1. Education with a focus on health. Long term health starts young. Be it awareness about pollution or biodiversity or about physical fitness. Young impressionable minds carry the message for longer durations.
2. Encouraging local foodgrains. Ayurvedic food beliefs emphasize seasonal, fresh and locally sourced foods. The concept of “sattvik” foods with emphasis on fresh vegetables and fruits, while suggesting moderation of meat and dairy products synchronize with locally held food beliefs.
3. Health attitudes are to be integrated into local social and cultural practices. In many cases, health messages by the Government are in English and not in the local language limiting their penetration.
4. Strengthening Primary Healthcare. The role of the Asha worker and the mid-level workers is to lauded. Many are members of the local community and perform an excellent role.
5. Encouraging private sector participation in rural healthcare. Given the fact that investing in healthcare seems to be a low priority, encouraging establishment of low-cost multi-specialty hospitals with adequate Government support will be useful.
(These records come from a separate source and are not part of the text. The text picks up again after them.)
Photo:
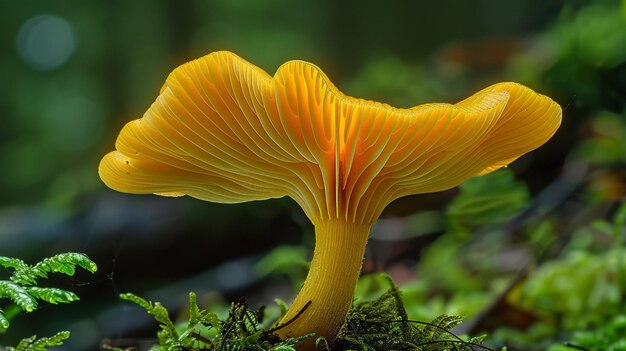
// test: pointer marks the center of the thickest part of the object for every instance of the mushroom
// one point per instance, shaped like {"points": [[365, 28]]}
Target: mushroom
{"points": [[225, 131]]}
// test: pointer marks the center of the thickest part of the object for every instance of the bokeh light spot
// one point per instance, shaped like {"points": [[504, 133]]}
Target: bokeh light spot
{"points": [[45, 42]]}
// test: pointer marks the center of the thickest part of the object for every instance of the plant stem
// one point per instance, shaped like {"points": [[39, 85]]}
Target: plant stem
{"points": [[329, 286]]}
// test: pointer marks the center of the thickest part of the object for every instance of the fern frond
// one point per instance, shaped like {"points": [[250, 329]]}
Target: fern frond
{"points": [[52, 295], [41, 344], [14, 263], [160, 314], [18, 295], [4, 321], [65, 263]]}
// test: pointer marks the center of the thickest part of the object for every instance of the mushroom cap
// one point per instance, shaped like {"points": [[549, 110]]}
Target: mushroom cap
{"points": [[225, 131]]}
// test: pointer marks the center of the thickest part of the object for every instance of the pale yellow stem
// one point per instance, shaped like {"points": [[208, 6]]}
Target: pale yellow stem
{"points": [[329, 286]]}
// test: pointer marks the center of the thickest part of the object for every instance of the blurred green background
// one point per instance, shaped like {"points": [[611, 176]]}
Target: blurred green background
{"points": [[74, 72]]}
The Ayushman Bharat scheme, while being popularized as a game-changer is actually disliked by many hospitals due to their low rates of reimbursements, delayed payments, etc. (https://www.livemint.com/industry/private-hospitals-pull-back-on-ayushman-bharat-amid-low-state-funding-11715151502802.html).
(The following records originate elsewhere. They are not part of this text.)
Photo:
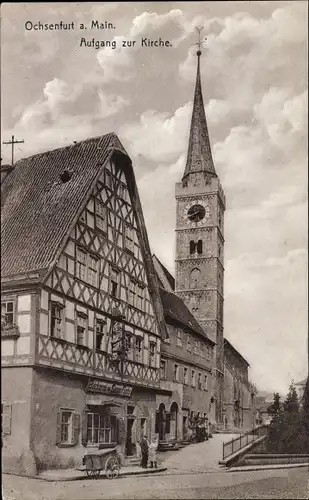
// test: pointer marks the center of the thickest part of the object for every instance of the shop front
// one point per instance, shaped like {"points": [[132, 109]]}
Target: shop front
{"points": [[117, 415]]}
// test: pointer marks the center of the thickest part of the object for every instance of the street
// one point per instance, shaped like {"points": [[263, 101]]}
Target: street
{"points": [[192, 472], [284, 483]]}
6. Investing in preventive healthcare has always been known to lead to greater long term health outcomes. The recent push by the Government of India to build household toilets in rural areas is a case in point. This has led to an increase in safety, security and self-respect of women (https://swachhbharatmission.ddws.gov.in/sites/default/files/Studies-and-surveys/Safety-security-and-dignity-of-women.pdf).
7. Leveraging Technology: The presence of technology, especially wireless technology and information is ubiquitous. There are several instances where patients forward their medical records ahead of their visit so that the medical team may be aware of the patient’s problems. This is especially useful in critical conditions where the appropriate specialists are made available even before the patient reaches the hospital. Going forward, telemedicine will have a significant impact. (Remote robotic technologies or robotic surgeries are unlikely to gain acceptance due to legal issues.)
8. Incentivizing physicians to practice in deserved areas. This has been an accepted method for most industrialized countries to provide rural healthcare. However, there seems to be no such mechanism in place in our country.
Conclusion
The rapidly changing economic scenario is reflected in changing healthcare challenges. In rural India these are significant but are not insurmountable. By working together and prioritizing the health and well-being of rural communities, we can create a brighter and healthier future for all.